No. You do not. Luke stiffened. That thought, its voice—it sounded like Mich, the rational Mich, the one he’d known and loved before the west coast made her crazy. I miss you, he thought bleakly, and when tears welled he was glad Della was wearing her ridiculous frou-frou, could not see. “I do,” he whispered. “I do want answers. Mich needs them.”
He kept telling himself that as the plane rolled down the runway.
†
Della arrowed straight up as they began their descent. “Lost?” Her hands fisted on the armrests. “Lost?” she asked again, and her face, locked and listening beneath her frou-frou, was tense. Then—“No,” she breathed. “You’re not lost.”

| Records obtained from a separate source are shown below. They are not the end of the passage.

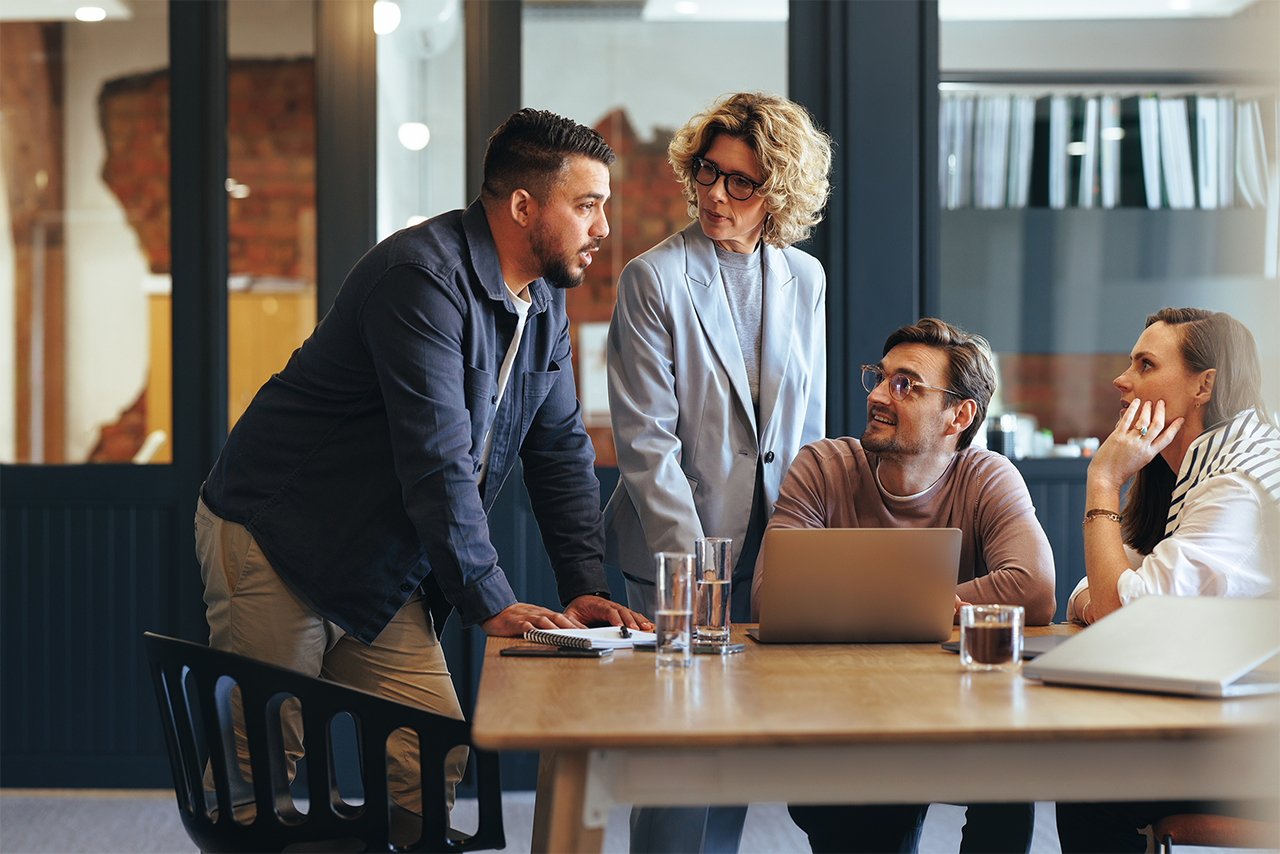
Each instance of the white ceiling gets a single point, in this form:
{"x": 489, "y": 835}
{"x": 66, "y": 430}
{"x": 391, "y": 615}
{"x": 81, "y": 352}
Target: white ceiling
{"x": 60, "y": 9}
{"x": 961, "y": 9}
{"x": 1086, "y": 9}
{"x": 776, "y": 9}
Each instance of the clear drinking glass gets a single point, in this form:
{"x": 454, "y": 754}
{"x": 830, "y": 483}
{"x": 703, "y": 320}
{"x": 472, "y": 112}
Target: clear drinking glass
{"x": 712, "y": 589}
{"x": 675, "y": 608}
{"x": 991, "y": 636}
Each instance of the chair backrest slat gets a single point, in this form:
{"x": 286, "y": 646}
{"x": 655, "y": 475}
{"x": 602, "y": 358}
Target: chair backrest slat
{"x": 270, "y": 822}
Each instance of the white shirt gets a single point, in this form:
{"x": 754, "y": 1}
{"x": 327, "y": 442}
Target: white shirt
{"x": 504, "y": 373}
{"x": 1226, "y": 544}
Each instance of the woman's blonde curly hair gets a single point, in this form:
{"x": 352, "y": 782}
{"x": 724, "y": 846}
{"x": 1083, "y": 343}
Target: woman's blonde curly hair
{"x": 794, "y": 154}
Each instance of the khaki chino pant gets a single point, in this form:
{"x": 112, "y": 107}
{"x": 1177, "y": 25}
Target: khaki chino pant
{"x": 251, "y": 612}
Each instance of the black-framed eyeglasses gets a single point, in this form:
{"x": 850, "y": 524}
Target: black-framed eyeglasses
{"x": 737, "y": 186}
{"x": 899, "y": 384}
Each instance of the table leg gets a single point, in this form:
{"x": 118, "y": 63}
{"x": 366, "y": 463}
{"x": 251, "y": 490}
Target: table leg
{"x": 558, "y": 805}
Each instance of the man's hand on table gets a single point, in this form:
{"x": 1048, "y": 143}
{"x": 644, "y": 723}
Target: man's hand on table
{"x": 515, "y": 620}
{"x": 598, "y": 610}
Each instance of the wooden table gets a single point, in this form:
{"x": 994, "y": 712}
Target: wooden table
{"x": 849, "y": 724}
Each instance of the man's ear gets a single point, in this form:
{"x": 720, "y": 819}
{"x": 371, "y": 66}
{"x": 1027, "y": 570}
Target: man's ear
{"x": 961, "y": 416}
{"x": 524, "y": 208}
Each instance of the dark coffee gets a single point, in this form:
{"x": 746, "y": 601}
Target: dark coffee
{"x": 990, "y": 644}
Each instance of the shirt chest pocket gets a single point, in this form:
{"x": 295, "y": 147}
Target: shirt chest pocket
{"x": 538, "y": 386}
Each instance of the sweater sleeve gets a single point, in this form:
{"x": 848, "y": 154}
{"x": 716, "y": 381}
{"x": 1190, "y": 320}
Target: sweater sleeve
{"x": 1014, "y": 548}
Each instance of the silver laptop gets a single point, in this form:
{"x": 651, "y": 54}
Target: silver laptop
{"x": 859, "y": 585}
{"x": 1196, "y": 645}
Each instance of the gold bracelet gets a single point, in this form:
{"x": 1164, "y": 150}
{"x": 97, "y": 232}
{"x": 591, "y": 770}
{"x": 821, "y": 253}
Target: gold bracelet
{"x": 1101, "y": 514}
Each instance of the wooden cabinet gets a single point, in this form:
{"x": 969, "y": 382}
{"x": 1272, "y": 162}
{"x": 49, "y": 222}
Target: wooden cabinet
{"x": 264, "y": 324}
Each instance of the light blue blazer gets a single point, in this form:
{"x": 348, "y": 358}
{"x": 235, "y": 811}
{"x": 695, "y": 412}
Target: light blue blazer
{"x": 684, "y": 424}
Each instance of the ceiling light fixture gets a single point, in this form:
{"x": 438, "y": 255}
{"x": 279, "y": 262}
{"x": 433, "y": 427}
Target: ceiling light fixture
{"x": 414, "y": 136}
{"x": 385, "y": 17}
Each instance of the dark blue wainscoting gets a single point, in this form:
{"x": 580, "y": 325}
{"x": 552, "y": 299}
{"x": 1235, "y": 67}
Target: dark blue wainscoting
{"x": 1057, "y": 492}
{"x": 80, "y": 584}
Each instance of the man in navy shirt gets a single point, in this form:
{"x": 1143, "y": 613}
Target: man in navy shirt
{"x": 348, "y": 508}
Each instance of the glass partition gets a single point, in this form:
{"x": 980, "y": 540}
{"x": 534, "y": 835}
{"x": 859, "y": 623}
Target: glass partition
{"x": 1091, "y": 173}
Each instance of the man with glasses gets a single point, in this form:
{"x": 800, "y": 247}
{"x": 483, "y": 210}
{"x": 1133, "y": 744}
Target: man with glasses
{"x": 914, "y": 467}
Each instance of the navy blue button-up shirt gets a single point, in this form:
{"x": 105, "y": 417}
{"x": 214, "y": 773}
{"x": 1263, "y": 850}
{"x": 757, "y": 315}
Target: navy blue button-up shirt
{"x": 356, "y": 466}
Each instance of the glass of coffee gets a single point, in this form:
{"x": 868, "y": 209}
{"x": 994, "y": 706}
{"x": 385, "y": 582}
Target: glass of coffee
{"x": 991, "y": 636}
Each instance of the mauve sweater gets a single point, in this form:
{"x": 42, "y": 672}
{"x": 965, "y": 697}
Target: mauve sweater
{"x": 1004, "y": 553}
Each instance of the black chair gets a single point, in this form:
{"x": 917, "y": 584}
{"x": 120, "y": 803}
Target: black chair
{"x": 193, "y": 686}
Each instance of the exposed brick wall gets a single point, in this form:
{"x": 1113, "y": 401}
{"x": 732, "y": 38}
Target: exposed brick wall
{"x": 644, "y": 209}
{"x": 270, "y": 149}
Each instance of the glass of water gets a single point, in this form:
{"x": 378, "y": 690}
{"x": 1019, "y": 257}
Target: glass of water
{"x": 714, "y": 571}
{"x": 675, "y": 608}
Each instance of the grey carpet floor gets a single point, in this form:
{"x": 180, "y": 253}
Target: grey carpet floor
{"x": 146, "y": 822}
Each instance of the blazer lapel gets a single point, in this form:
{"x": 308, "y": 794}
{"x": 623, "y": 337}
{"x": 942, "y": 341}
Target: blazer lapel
{"x": 707, "y": 292}
{"x": 777, "y": 318}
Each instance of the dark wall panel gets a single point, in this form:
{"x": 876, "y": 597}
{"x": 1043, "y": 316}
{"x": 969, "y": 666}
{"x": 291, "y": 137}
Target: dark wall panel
{"x": 81, "y": 584}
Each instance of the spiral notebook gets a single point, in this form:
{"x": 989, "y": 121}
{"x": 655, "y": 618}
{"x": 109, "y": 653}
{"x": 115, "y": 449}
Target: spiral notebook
{"x": 602, "y": 638}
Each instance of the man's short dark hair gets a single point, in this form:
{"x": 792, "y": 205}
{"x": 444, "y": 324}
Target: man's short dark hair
{"x": 970, "y": 369}
{"x": 530, "y": 150}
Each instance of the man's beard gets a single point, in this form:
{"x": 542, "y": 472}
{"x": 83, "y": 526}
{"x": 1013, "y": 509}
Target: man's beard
{"x": 890, "y": 447}
{"x": 557, "y": 272}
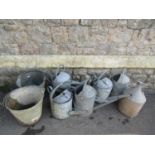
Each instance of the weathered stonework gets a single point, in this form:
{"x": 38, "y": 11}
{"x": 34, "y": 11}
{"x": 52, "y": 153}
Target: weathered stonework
{"x": 80, "y": 37}
{"x": 103, "y": 36}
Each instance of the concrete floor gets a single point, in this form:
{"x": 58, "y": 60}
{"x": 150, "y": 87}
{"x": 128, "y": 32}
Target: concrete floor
{"x": 107, "y": 120}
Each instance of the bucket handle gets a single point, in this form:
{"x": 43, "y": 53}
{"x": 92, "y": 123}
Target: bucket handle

“I’m here, Dell,” he said, and a chill met his flesh when he took her hand.
“Yes.” She nodded. “I’m cold ’cause it touched me. Where-ever we’re going…it just rested its hand on my shoulder.”
And did it hold a bloody towel? Wash with dirty water? The thoughts jittered wildly and he held fast to her hand. “Did…did it say anything?” God. It was humiliating to even entertain such lunacy. Could a building really say something?
“Yes,” she said and, still masked, looked in the direction of his face. “No Vacancy. Do…do you know what that means?”
The title of Mich’s strange picture. That’s all it could be. ’Cause really—No Vacancy? That dump hadn’t celebrated a night of No Vacancy in years. Although… He pursed his lips. “Maybe it’s threatened,” he said. Maybe it was trying to suggest there was no room for them if they came. He smiled. You will give me back my sister, you hellhole.